Fifteen years ago the first book on Gauchers disease was published by Desnick, Gatt and Grabowski celebrating 100 years since the disease was first described by Philippe Gaucher in 1812.

Significant advancements have occurred, both in the molecular biology and treatment of the disease, since that time and hence there was a need for a new comprehensive look at these developments.

Gauchers Clinic in Israel

I practise at the Shaare Zedek Medical Centre where the Gauchers Clinic opened in 1989. In December 1990 the first Gauchers patient had his first infusion of Ceredase.

We currently follow more than 300 Gauchers patients in our Clinic who also benefit from seeing consultants whose speciality is relevant to their symptoms such as paediatrics, orthopaedics.

Based on an estimated carrier rate among Ashkenazi Jews of 1 in 14 to 1 in 17, it is clear that there are many more Gauchers patients in Israel, who have not come to medical attention, probably reflecting the very mild nature of their disease. In these asymptomatic patients, the enzyme deficiency will not effect their health and they will probably not require treatment.


Over a decade ago, a four year old boy Brian and his mother Robin Berman approached Dr Roscoe Brady at the National Institute of Health in Washington DC. Dr Bradyµs team had developed enzyme replacement therapy and Brian was the first patient to receive it.

The success led to the pivotal clinical trial at the NIH with results in the reduction in spleen volume by an average of 33% and in liver volume by 11% (average).

The results of efficacy (effectiveness) and safety led to FDA approval in April 1991. Yet the high cost of the drug precluded enzyme availability in many parts of the world.

Prof Ernest Beutler at the Scripps Institute in California suggested a much lower dose than Brian had been given but said that it should be infused more frequently.

The results in his patients were comparable.

In 1994 the recombinant enzyme (Cerezyme) was also approved by the FDA and the Israeli Ministry of Health. By 1997, 141 were receiving enzyme treatment in Israel.

We now start our patients on a regimen of 15 units of Cerezyme per kilogram of bodyweight (u/k/bw) every 2 weeks. If necessary we change this to 7.5 u/k/bw once a week. We raise this to 15 u/k/bw once a week in patients who show inadequate response.

Although there may be quicker improvements in the first 6-12 months if the patient is on high dose (based on the American clinical trial of Cerezyme wherein the dosage was 60u/k/bw every 2 weeks), I don't feel this difference is clinically significant and the results are the same thereafter.'

Prof Zimran was asked whether patients without symptoms should receive enzyme replacement therapy.

He replied that if there was severe disease in the family or the patient had a severe genotype, treatment should be considered. He stressed the need for expert opinion and said that every patient should be entitled to receive it.

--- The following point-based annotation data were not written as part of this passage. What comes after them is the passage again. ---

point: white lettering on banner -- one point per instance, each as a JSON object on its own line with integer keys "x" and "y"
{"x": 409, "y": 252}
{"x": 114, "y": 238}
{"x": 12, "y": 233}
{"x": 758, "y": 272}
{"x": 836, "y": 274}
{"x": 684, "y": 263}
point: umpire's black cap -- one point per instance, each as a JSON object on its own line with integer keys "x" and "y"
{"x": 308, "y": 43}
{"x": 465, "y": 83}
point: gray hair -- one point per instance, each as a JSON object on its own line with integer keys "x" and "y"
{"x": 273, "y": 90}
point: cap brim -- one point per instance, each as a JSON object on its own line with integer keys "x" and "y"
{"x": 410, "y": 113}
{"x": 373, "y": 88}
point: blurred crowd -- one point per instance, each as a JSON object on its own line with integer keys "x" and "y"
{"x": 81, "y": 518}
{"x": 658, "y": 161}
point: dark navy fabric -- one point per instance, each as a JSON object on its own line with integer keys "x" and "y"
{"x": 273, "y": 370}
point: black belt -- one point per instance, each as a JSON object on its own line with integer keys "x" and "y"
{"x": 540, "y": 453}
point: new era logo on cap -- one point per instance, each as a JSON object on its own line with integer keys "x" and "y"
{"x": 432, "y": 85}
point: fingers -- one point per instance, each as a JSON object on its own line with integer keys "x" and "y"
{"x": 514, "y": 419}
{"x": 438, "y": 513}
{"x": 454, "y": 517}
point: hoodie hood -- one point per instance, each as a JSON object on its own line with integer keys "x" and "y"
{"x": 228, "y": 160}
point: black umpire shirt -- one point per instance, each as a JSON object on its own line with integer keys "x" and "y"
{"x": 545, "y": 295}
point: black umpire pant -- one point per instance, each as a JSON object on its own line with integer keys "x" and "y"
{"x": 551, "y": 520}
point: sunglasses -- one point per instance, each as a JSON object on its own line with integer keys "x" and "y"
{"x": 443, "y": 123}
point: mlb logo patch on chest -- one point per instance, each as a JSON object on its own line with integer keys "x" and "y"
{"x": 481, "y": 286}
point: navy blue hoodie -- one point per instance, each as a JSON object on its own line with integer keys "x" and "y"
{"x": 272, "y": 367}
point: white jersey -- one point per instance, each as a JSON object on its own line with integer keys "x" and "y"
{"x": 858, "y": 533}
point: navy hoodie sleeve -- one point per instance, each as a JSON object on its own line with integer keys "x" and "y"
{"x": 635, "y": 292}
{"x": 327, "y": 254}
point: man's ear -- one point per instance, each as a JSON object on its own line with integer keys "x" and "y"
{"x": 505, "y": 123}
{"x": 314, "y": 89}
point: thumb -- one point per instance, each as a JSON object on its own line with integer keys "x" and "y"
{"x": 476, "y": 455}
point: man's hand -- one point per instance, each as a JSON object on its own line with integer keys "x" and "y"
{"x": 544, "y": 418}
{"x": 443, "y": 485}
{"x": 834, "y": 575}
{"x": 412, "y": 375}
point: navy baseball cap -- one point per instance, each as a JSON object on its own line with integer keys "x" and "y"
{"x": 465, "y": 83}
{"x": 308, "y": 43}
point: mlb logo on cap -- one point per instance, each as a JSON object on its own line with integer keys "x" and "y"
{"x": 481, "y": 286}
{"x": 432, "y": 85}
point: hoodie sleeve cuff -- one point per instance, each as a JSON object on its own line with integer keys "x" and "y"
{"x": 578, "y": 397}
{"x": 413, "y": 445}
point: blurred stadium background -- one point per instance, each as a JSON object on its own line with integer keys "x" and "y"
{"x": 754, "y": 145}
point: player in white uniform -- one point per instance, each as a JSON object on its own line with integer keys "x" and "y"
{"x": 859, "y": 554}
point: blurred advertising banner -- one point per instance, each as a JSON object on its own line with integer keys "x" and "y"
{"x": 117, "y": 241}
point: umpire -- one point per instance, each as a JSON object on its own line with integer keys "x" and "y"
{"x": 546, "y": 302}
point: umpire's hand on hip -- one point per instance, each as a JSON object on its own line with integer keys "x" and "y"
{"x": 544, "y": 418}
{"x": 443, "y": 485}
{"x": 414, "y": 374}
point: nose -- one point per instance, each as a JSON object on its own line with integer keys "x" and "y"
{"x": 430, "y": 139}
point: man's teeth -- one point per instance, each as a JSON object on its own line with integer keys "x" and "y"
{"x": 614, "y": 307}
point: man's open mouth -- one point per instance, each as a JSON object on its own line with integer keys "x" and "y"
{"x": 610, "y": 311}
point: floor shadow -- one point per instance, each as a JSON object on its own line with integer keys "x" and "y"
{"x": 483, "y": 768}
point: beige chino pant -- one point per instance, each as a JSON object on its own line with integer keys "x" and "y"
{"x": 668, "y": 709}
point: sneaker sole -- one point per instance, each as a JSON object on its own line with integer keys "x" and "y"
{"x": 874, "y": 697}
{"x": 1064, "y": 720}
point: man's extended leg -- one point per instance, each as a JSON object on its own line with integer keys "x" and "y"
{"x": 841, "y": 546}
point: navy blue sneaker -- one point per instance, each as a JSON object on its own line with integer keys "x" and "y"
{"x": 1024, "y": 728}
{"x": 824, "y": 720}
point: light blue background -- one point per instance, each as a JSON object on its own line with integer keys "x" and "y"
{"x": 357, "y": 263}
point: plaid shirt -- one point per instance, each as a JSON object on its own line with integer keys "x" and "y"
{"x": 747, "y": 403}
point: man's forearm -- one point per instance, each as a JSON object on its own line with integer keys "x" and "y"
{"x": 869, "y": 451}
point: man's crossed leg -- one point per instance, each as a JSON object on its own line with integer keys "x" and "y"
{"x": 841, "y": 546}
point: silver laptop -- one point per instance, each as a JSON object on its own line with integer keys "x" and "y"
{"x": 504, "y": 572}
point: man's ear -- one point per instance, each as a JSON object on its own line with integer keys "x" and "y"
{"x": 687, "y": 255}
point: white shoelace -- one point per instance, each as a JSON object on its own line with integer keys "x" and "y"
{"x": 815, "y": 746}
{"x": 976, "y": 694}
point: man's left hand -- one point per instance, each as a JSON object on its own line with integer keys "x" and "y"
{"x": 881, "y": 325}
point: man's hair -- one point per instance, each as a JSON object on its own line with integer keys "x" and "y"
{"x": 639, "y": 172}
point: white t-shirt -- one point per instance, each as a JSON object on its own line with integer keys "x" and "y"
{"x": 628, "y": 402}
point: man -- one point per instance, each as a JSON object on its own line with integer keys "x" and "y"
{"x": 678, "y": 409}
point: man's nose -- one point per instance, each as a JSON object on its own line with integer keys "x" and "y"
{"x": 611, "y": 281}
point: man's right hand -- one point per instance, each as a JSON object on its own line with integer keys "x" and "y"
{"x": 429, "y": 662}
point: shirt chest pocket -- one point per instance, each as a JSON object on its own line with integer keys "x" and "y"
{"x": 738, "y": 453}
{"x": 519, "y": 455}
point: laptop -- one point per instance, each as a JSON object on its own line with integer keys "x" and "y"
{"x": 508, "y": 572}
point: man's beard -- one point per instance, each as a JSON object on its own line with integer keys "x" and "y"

Prof Zimran said that 15% of patients had developed antibodies to the drug on high dose and only 5% on low dose. But he went on to say that the only patient, among the ten participating in the initial clinical trial of Cerezyme in Israel, who had developed antibodies was in fact the one who had improved the most.

Enzyme replacement therapy has improved the health and quality of life of symptomatic patients and home infusions have been found to be a safe way of administering the drug. Enzyme therapy has reduced the number of bone crises and infarctions (bone damage) which may in part be due to the decreased need for splenectomy.

Type 3

This form has recently been subdivided into three clinically distinguishable forms:

IIIa Severe neurological involvement and minimal visceral (organ) involvement

IIIb Abnormal eye movement as the only neurological sign but severe visceral involvement.

IIIc Abnormal eye movement only and mild visceral involvement but with progressive calcification of the heart valves (most patients are Palestinian Arabs).

Jaw Involvement

In collaboration with Prof Fishman from Buffalo NY, we investigated dental aspects of 88 Gauchers patients: 25% showed evidence of Gauchers disease in their lower jaw bone (mandible) as seen in panoramic X-rays and some of the children had delayed growth of permanent teeth.


Prof Zimran spoke against screening among the general population, even among the Jewish Ashkenazi community. He said: 'If a family does not have a history of Gauchers in the family, there is no need for the test. As previously discussed, there are many Ashkenazi Jewish patients who will never show symptoms. I know of one case where a couple had an abortion because of screening which I feel was truly unjustified.'[

About 100 different mutations of the gene have already been discovered and there are probably even more. If a patient has mutations we know about, a prognosis can be made based on the mutations. For example, if someone has two copies of the 1226 mutation, they will probably not have severe disease. But if they have a copy of the mutation 84GG, their symptoms will be worse.'

Dr Zimran was asked where the 'mutations originated from. He said: 'There have been two theories to explain the high prevalence of Gauchers disease in Jews: one, a mutation arose many generations ago and was perpetuated thereafter in an inbred society (?founder effectµ). However even among the Jewish population, there are more than one mutation and in addition, Gauchers is one of several storage disorders among the Ashkenazi Jews.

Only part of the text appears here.